Migrant wild birds have been streaming steadily into the countryside and our towns here in the Northland. Over the past week I’ve seen my first robins, bluebirds, red-winged blackbirds and killdeer of the season. Larger birds such as trumpeter swans, Canada geese, and sandhill cranes have also begun showing up on marshes everywhere. Springtime is the best time.

Few songbirds are more welcome to my color-starved eyes as bluebirds are. My first bluebird of 2020 was heard before I spotted him. Singing from a perch in my backyard on March 29, the welcoming warble of a singing male eastern bluebird is about as sweet a sound anywhere to be heard.

Typical for many migrant songbirds, males are the first to arrive at their breeding territories. Soon after their arrival, male bluebirds begin establishing territories and searching for nest sites. Shortly afterwards, females arrive and pair bonding commences. For astute observers, one can frequently witness single male bluebirds leading a potential mate from one nesting cavity to the next. The female will carefully inspect each cavity, often entering and quickly exiting. Eventually she will choose the nest cavity that suits her needs the best.
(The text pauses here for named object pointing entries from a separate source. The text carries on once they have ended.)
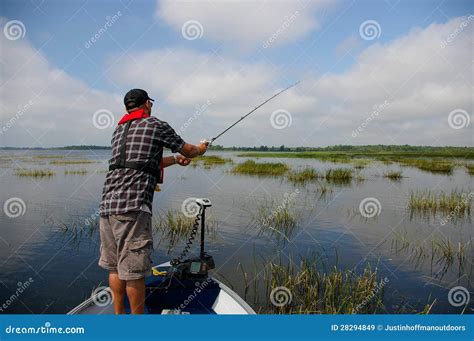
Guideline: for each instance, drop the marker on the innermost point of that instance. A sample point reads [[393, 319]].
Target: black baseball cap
[[136, 97]]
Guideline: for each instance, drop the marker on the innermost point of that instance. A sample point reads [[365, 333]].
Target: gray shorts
[[126, 243]]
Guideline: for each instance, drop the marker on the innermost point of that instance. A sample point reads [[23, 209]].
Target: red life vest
[[142, 166]]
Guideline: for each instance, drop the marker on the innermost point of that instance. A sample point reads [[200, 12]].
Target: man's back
[[129, 189]]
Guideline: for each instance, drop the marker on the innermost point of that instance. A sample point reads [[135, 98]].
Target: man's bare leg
[[136, 295], [118, 292]]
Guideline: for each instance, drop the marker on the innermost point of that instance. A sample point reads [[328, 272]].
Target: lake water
[[57, 266]]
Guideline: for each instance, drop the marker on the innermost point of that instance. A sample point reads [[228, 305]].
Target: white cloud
[[245, 23], [44, 106], [421, 81]]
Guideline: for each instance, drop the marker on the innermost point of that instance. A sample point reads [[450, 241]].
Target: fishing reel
[[196, 267]]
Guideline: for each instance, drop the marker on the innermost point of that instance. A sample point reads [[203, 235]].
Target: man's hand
[[182, 161]]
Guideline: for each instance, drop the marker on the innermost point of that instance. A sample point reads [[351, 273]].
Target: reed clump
[[393, 175], [70, 162], [76, 172], [470, 168], [211, 160], [454, 203], [251, 167], [339, 175], [279, 221], [432, 165], [301, 176], [36, 173], [361, 163], [312, 291], [48, 156]]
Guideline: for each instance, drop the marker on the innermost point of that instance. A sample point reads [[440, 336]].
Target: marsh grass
[[36, 173], [251, 167], [440, 251], [335, 291], [209, 161], [470, 168], [324, 189], [393, 175], [361, 163], [301, 176], [339, 175], [175, 227], [431, 165], [48, 156], [70, 162], [426, 202], [278, 219], [76, 172]]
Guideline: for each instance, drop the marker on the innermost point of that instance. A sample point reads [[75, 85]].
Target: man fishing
[[135, 168]]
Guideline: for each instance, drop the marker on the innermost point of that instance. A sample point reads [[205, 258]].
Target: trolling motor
[[196, 267]]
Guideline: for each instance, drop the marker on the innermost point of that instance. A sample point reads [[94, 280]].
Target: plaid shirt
[[127, 189]]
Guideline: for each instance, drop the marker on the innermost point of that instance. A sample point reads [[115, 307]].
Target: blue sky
[[324, 41]]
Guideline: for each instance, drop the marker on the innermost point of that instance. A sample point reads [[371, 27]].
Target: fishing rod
[[243, 117]]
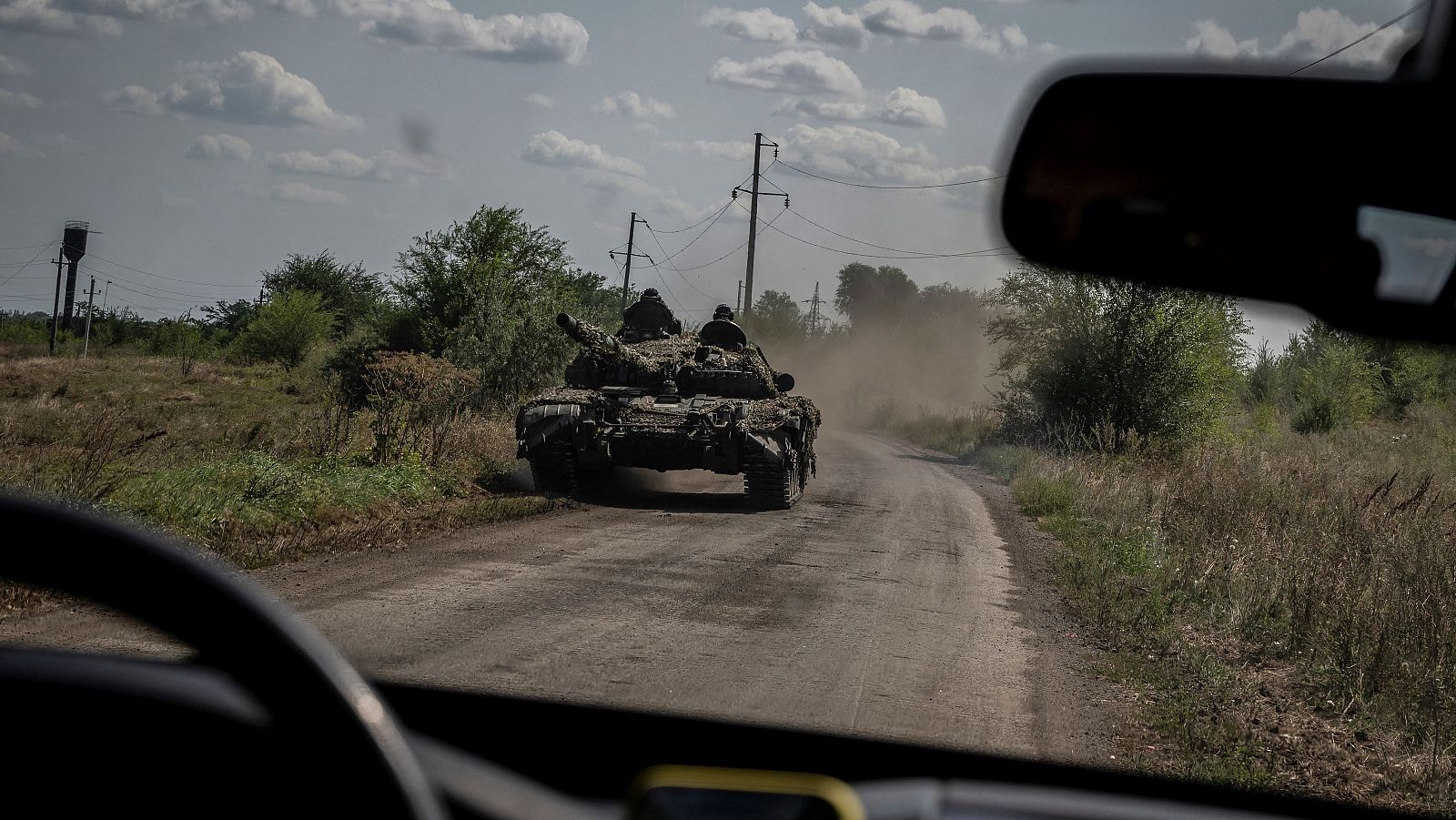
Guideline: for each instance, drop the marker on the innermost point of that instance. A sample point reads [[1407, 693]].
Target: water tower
[[73, 247]]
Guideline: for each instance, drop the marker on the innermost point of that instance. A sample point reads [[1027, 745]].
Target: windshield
[[669, 356]]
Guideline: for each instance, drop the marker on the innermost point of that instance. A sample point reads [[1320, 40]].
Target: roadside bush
[[1094, 363], [288, 327], [417, 400]]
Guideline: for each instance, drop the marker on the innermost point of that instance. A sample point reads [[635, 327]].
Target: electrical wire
[[970, 255], [674, 267], [118, 277], [888, 187], [38, 254], [162, 277], [928, 254], [28, 247], [766, 226], [1361, 38], [721, 211]]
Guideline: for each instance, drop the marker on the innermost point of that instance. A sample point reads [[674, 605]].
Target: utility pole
[[56, 309], [814, 305], [91, 305], [626, 269], [753, 216]]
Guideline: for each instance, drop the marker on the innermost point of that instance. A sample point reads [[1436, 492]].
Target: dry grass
[[1312, 572]]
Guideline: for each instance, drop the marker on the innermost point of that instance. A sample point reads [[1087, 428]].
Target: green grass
[[249, 461], [1327, 555], [259, 494]]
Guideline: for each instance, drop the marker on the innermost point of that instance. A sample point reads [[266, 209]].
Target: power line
[[766, 226], [888, 187], [38, 254], [895, 249], [28, 247], [972, 255], [1361, 38], [674, 267], [162, 277], [721, 211], [150, 288]]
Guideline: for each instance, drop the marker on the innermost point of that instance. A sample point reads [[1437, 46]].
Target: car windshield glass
[[670, 356]]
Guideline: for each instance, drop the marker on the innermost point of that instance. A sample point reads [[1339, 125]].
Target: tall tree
[[1096, 361], [485, 293], [776, 319], [347, 290], [873, 295]]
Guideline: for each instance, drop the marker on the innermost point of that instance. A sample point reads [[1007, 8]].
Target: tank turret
[[662, 398], [597, 341]]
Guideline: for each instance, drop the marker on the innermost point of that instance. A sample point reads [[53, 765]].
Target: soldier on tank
[[650, 318]]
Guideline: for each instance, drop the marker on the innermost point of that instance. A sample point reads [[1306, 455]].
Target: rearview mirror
[[1331, 194]]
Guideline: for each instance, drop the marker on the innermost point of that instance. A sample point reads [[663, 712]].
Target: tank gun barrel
[[599, 341], [586, 334]]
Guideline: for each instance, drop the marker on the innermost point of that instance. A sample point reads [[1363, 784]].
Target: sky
[[206, 140]]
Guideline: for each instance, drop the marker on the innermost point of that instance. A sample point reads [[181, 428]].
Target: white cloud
[[9, 146], [735, 152], [846, 111], [633, 106], [247, 87], [300, 193], [1317, 33], [60, 142], [902, 106], [648, 198], [553, 149], [99, 18], [386, 167], [302, 7], [849, 152], [220, 146], [909, 106], [334, 164], [791, 72], [439, 25], [19, 99], [903, 18], [1216, 41], [133, 99], [759, 25], [1320, 31], [164, 11], [44, 16], [834, 26], [14, 66]]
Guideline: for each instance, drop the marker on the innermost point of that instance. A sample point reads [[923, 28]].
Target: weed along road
[[897, 599]]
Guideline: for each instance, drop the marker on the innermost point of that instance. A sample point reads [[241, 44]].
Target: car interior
[[1148, 172]]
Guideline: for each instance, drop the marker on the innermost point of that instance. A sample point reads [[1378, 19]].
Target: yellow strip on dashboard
[[834, 791]]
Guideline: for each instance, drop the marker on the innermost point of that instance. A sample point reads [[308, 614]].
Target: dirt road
[[887, 602]]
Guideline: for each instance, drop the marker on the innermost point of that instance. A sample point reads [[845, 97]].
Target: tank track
[[553, 470], [772, 485]]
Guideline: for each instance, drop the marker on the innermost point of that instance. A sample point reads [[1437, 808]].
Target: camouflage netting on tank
[[564, 397], [764, 415], [673, 353]]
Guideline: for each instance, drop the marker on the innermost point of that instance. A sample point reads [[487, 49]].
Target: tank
[[660, 398]]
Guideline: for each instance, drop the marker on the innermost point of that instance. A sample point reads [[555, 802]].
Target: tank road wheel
[[774, 485], [553, 470]]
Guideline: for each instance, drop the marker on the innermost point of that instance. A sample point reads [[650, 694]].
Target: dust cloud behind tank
[[657, 397]]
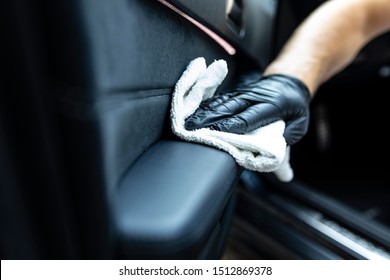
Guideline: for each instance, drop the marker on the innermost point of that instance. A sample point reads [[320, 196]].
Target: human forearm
[[329, 39]]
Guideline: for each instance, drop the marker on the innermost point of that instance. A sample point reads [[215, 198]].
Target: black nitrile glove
[[254, 104]]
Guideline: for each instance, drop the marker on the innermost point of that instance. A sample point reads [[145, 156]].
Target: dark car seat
[[90, 169]]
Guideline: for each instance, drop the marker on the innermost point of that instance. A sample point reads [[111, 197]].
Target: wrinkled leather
[[254, 104]]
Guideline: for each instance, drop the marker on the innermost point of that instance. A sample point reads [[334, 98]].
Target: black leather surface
[[172, 198]]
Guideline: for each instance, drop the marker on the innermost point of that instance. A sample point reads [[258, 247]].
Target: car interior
[[90, 169]]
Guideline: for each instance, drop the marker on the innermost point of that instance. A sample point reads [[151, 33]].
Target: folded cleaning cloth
[[262, 150]]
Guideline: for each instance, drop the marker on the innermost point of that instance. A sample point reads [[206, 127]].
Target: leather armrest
[[172, 198]]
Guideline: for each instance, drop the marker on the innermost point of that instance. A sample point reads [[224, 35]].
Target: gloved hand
[[254, 104]]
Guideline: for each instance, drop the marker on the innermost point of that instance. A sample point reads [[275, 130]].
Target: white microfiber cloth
[[262, 150]]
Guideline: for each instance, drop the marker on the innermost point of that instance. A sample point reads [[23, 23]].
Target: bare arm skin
[[329, 39]]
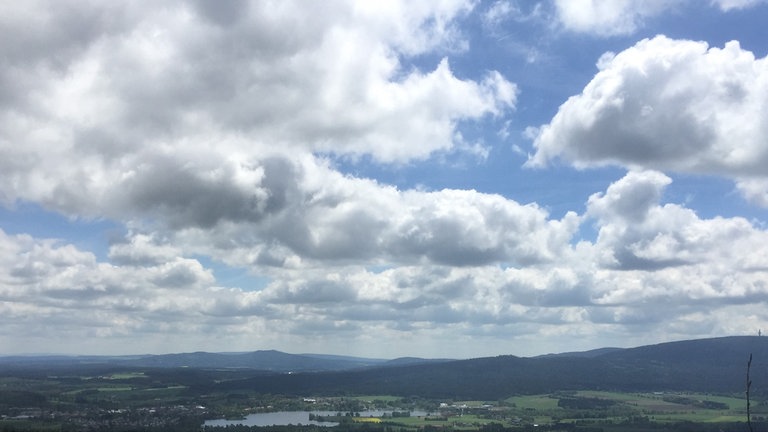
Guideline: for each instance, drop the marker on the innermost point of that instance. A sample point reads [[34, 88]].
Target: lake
[[282, 418]]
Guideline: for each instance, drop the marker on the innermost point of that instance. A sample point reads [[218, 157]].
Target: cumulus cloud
[[651, 260], [667, 104]]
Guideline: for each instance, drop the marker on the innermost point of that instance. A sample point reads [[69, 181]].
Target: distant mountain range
[[263, 360], [707, 365]]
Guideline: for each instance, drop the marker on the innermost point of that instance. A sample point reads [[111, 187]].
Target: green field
[[137, 398]]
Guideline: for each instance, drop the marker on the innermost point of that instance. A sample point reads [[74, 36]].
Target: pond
[[282, 418]]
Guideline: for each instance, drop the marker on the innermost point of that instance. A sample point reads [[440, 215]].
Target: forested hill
[[708, 365]]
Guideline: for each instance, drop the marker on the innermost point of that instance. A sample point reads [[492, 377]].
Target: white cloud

Cavity nesting birds such as bluebirds don’t create their own cavities. Rather, they depend on other birds, namely woodpeckers, to create potential nesting cavities. Lucky for us human admirers, bluebirds readily accept artificial nest boxes that they construct their neat little grass nests inside of.

Indeed, people all over North America living where bluebirds also live have helped bluebird recovery efforts simply because of building and installing bluebird houses. Bluebird nest structures installed in proper places are extremely attractive to bluebirds, and other birds as well. Tree swallows and house wrens also use birdhouses. At my country home a bluebird house installed nearby is used by chickadees, too.

Bluebirds do compete with other birds for nesting cavities, and sometimes even mammals such as flying squirrels and white-footed mice as well. Yet a couple of noteworthy non-native species of birds—European starling and house sparrow—continue to also compete with bluebirds for available cavities.

When I managed an Audubon Society environmental learning center near Warren, Minn. many years ago, one of the features of the refuge was its popular bluebird trail. The trail, which doubled as a hiking trail for visitors and for educational purposes, wound its way through the prairie grasslands, woodlands, and near wetland areas, too.

The majority of the nest boxes were Peterson style houses, but not all. Some boxes were routinely occupied by house sparrows, house wrens, starlings, and tree swallows. I’d do my best to keep the occupants “bluebird only,” but it didn’t always work out that way. One trick that can reduce tree swallow occupancy, for example, is to install bluebird houses in pairs about five to ten feet apart. If done this way, and you have more pairs of boxes to put out, it’s recommended that 125-150 yards of separation occur between each pair of houses.

Bluebirds are members of the thrush family. Relatives include the American robin and all the thrush species. Almost entirely insectivorous, bluebirds will also eat fruits, especially in the early spring, fall and winter when insects are less abundant or not available. Common feeding behavior is for a lone bluebird to perch from a conspicuous tree limb where it launches itself into the air to capture a flying insect or chase one to the ground. Bluebirds will also visit your bird feeding station if you include a bowl of juicy meal worms or a birdbath.

There’s nothing quite like seeing and hearing a bluebird. They’re here at last. My late mother, God rest her soul, just adored bluebirds. And forever more I’ll think of her whenever I see a bluebird as we get out and enjoy the great outdoors.